Par la suite, McEvoy, Mahoney et Moulds (2010) ont développé le Questionnaire des Pensées Répétitives – Repetitive Thinking Questionnaire – en modifiant et en combinant des items issus de l’Échelle de Réponse Ruminative-Révisée (RRS-R ; Treynor et al., 2003), du Questionnaire des Inquiétudes de l’état de Penn (PSWQ ; Meyer et al., 1990) et du Questionnaire des Processus Post-Événement (PEP-Q ; McEvoy et Kingsep, 2006). Ce questionnaire auto-rapporté de 31 items vise l’évaluation transdiagnostique des PRN. L’avantage de ce questionnaire réside dans sa capacité à évaluer le recours aux PRN versus la non utilisation des PRN. Toutefois, en combinant des items issus d’échelles de PRN spécifiques à un trouble, les auteurs ont pris le risque de concevoir un questionnaire évaluant la rumination, les inquiétudes et les pensées post-événements via un même questionnaire, mais comme des processus distincts, plutôt que les PRN dans une perspective processuelle.

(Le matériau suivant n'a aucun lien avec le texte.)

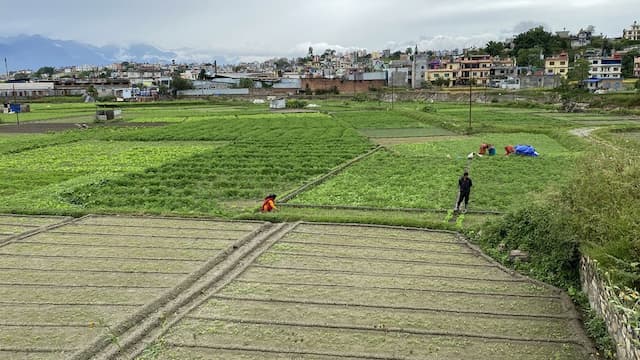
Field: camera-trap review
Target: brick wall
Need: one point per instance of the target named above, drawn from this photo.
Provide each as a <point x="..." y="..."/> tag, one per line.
<point x="600" y="297"/>
<point x="344" y="86"/>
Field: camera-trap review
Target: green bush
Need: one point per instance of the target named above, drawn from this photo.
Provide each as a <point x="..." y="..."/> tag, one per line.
<point x="603" y="209"/>
<point x="540" y="231"/>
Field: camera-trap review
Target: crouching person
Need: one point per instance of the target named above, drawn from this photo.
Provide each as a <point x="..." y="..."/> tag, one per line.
<point x="269" y="203"/>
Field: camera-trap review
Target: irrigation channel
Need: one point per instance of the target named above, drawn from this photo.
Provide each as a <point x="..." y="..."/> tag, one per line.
<point x="114" y="287"/>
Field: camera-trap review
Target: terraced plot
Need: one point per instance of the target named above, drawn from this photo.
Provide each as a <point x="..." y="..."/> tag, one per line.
<point x="12" y="225"/>
<point x="77" y="284"/>
<point x="364" y="292"/>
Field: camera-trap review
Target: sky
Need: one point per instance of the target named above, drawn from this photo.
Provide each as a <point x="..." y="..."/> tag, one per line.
<point x="286" y="28"/>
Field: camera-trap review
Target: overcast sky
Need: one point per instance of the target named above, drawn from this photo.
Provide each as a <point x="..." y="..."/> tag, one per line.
<point x="259" y="28"/>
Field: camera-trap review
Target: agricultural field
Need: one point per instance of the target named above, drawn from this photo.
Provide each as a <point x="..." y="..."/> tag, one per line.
<point x="14" y="225"/>
<point x="264" y="154"/>
<point x="197" y="166"/>
<point x="425" y="175"/>
<point x="73" y="284"/>
<point x="29" y="183"/>
<point x="327" y="291"/>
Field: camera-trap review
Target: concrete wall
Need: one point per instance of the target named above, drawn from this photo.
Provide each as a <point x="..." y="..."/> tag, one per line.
<point x="602" y="299"/>
<point x="536" y="81"/>
<point x="344" y="86"/>
<point x="210" y="92"/>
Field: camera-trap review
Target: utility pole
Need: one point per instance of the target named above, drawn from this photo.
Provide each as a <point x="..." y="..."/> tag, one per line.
<point x="470" y="96"/>
<point x="14" y="91"/>
<point x="392" y="86"/>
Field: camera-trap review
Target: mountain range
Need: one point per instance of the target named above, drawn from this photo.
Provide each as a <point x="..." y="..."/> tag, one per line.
<point x="35" y="51"/>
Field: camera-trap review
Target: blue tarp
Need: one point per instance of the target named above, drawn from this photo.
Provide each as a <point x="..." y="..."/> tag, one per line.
<point x="526" y="150"/>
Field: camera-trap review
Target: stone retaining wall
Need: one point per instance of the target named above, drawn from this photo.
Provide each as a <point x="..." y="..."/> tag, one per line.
<point x="601" y="296"/>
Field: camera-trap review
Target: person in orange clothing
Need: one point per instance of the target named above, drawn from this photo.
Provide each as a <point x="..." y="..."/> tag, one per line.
<point x="483" y="149"/>
<point x="269" y="203"/>
<point x="509" y="149"/>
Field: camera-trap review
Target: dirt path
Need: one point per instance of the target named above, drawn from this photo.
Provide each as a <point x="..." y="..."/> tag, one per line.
<point x="586" y="133"/>
<point x="582" y="132"/>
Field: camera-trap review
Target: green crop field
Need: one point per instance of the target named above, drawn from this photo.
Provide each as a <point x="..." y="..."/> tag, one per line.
<point x="220" y="159"/>
<point x="425" y="175"/>
<point x="36" y="180"/>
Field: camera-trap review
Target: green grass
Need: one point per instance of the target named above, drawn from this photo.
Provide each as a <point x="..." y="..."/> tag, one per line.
<point x="30" y="183"/>
<point x="266" y="153"/>
<point x="425" y="175"/>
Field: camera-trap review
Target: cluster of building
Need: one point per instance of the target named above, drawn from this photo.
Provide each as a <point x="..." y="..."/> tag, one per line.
<point x="331" y="72"/>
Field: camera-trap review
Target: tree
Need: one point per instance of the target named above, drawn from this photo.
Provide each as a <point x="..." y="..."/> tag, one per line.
<point x="282" y="64"/>
<point x="530" y="57"/>
<point x="494" y="48"/>
<point x="178" y="83"/>
<point x="246" y="83"/>
<point x="91" y="91"/>
<point x="535" y="37"/>
<point x="202" y="75"/>
<point x="163" y="90"/>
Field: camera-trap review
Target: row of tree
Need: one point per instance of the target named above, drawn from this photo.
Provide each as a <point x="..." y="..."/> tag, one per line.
<point x="531" y="47"/>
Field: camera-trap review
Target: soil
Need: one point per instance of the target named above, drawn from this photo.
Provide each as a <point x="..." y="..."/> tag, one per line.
<point x="312" y="291"/>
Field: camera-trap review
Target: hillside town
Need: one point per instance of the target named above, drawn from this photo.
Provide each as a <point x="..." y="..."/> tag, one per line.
<point x="585" y="58"/>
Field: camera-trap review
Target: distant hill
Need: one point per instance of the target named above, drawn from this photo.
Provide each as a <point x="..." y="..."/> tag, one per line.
<point x="35" y="51"/>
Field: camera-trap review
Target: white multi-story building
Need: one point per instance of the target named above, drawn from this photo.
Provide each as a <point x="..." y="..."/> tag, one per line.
<point x="605" y="73"/>
<point x="632" y="33"/>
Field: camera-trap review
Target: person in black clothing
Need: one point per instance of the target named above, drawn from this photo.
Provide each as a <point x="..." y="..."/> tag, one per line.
<point x="464" y="185"/>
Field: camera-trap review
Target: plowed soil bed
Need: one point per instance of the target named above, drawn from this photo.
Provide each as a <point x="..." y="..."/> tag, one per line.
<point x="336" y="291"/>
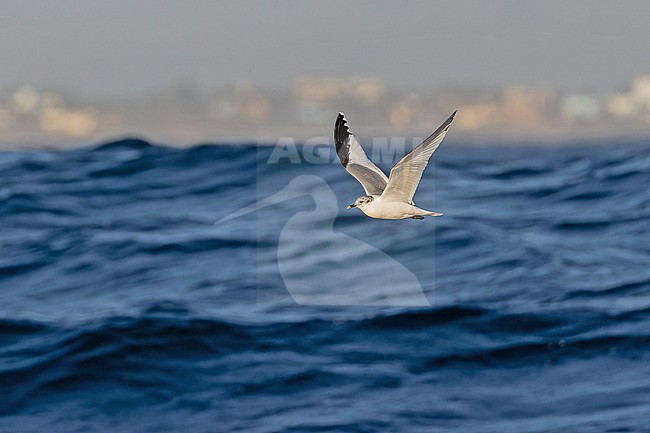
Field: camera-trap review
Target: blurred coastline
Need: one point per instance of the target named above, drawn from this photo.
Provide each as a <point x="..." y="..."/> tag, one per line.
<point x="32" y="117"/>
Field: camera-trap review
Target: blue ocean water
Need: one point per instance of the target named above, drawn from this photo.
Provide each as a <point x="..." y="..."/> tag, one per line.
<point x="123" y="307"/>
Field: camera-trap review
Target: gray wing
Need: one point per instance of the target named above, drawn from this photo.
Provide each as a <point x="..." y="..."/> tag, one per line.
<point x="407" y="173"/>
<point x="355" y="161"/>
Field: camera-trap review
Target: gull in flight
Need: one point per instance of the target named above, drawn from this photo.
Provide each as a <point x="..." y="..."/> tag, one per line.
<point x="387" y="197"/>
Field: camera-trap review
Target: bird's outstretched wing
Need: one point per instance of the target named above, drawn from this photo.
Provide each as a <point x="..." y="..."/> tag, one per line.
<point x="355" y="161"/>
<point x="405" y="176"/>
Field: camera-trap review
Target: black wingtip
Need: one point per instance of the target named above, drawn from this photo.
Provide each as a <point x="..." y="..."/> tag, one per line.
<point x="341" y="135"/>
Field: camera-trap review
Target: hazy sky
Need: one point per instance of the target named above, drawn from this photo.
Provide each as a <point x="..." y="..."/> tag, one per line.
<point x="124" y="47"/>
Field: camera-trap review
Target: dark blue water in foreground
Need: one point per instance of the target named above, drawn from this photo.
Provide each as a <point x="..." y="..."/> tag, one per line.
<point x="124" y="308"/>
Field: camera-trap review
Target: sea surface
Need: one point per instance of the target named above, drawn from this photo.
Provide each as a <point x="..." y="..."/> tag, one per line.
<point x="125" y="308"/>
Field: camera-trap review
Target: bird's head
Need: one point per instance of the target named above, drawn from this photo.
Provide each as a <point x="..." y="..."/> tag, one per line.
<point x="361" y="202"/>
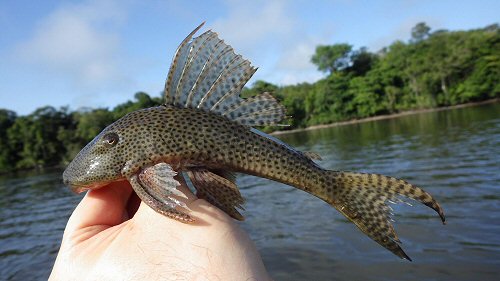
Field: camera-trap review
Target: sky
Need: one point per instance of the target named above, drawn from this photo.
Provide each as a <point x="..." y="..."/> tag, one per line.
<point x="100" y="53"/>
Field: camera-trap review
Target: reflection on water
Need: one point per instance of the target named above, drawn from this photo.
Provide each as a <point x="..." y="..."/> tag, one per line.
<point x="452" y="154"/>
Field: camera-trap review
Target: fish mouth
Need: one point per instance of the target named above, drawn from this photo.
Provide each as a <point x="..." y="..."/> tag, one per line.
<point x="79" y="188"/>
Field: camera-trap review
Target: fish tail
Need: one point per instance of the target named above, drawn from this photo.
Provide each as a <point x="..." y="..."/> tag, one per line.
<point x="362" y="199"/>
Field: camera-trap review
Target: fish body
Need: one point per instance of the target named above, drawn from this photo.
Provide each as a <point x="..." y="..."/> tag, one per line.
<point x="204" y="130"/>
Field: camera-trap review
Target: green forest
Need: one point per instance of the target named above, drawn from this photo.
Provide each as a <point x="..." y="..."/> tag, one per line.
<point x="433" y="69"/>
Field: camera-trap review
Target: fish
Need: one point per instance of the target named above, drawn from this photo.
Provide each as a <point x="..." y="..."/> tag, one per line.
<point x="206" y="132"/>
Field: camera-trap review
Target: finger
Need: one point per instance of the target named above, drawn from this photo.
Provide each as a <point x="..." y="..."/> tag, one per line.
<point x="105" y="206"/>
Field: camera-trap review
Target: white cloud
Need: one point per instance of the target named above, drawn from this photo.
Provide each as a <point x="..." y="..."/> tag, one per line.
<point x="251" y="23"/>
<point x="272" y="37"/>
<point x="402" y="32"/>
<point x="78" y="42"/>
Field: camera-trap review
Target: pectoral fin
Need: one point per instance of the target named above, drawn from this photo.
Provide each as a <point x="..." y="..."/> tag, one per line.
<point x="219" y="189"/>
<point x="155" y="186"/>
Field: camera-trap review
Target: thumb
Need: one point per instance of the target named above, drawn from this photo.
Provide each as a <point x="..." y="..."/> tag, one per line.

Finalement, (Ehring et al., 2011) ont créé le Questionnaire des Pensées Persévératives – Perseverative Thinking Questionnaire (PTQ) – en développant 15 nouveaux items basés sur la définition suivante des PRN : « les PRN relevant de problèmes émotionnels sont un style de pensée au sujet de ses problèmes (actuels, passés, ou anticipés) qui présentent trois

caractéristiques centrales : (1a) les pensées sont répétitives, (1b) elles sont, au moins en partie, intrusives, (1c) il est difficile de s’en désengager. Deux caractéristiques additionnelles des PRN sont : (2) les individus les perçoivent comme non productives et (3) elles consomment les ressources cognitives. » (Ehring et al., 2011, p. 226). Parce qu’il se base sur une définition complète des PRN selon l’approche transdiagnostique, et développe de nouveaux items évaluant le processus des PRN indépendamment de leur contenu, le PTQ nous semble aujourd’hui le questionnaire auto-rapporté le plus adapté pour évaluer les PRN selon l’approche processuelle transdiagnostique. Il peut être utile aux chercheurs, tout comme aux cliniciens. La version originale en langue allemande a d’ailleurs été traduite et validée en Anglais (Ehring et al., 2011), en Néerlandais (Ehring, Raes, Weidacker et Emmelkamp, 2012), en Portugais (Chaves et al., 2013) et en Polonais (Kornacka, Buczny et Layton, 2016). L’utilisation de cette échelle à l’internationale présente l’avantage de pouvoir comparer les études entre elles. Ainsi, dans le but de fournir un outil valide permettant d’évaluer les PRN dans la population générale comme dans la population clinique, utile aux chercheurs comme aux cliniciens francophones, nous avons traduit et validé le PTQ en langue française. Cette étude de validation fait l’objet du deuxième chapitre de ce manuscrit. L’inconvénient de ce questionnaire réside dans l’une des caractéristiques, considérée comme centrale dans les PRN par les auteurs et pourtant encore largement discutée dans la littérature. Il s’agit de la perception du caractère inadapté des PRN par les individus qui les utilisent. En effet, comme cela a été largement développé plus tôt dans ce manuscrit, les PRN sont notamment maintenues par des croyances métacognitives concernant leur utilité. Dès lors que cette question n’a pas été arrêtée, il semble prématuré de considérer comme caractéristique essentielle des PRN que les individus les considèrent comme inadaptées. D’ailleurs, les études de validation de la version française, dans la population générale comme dans la population clinique, indiquent qu’il serait nécessaire de supprimer les items correspondant à cette caractéristique, au moins dans la version francophone. Ces éléments seront discutés et étayés dans le troisième chapitre de ce manuscrit.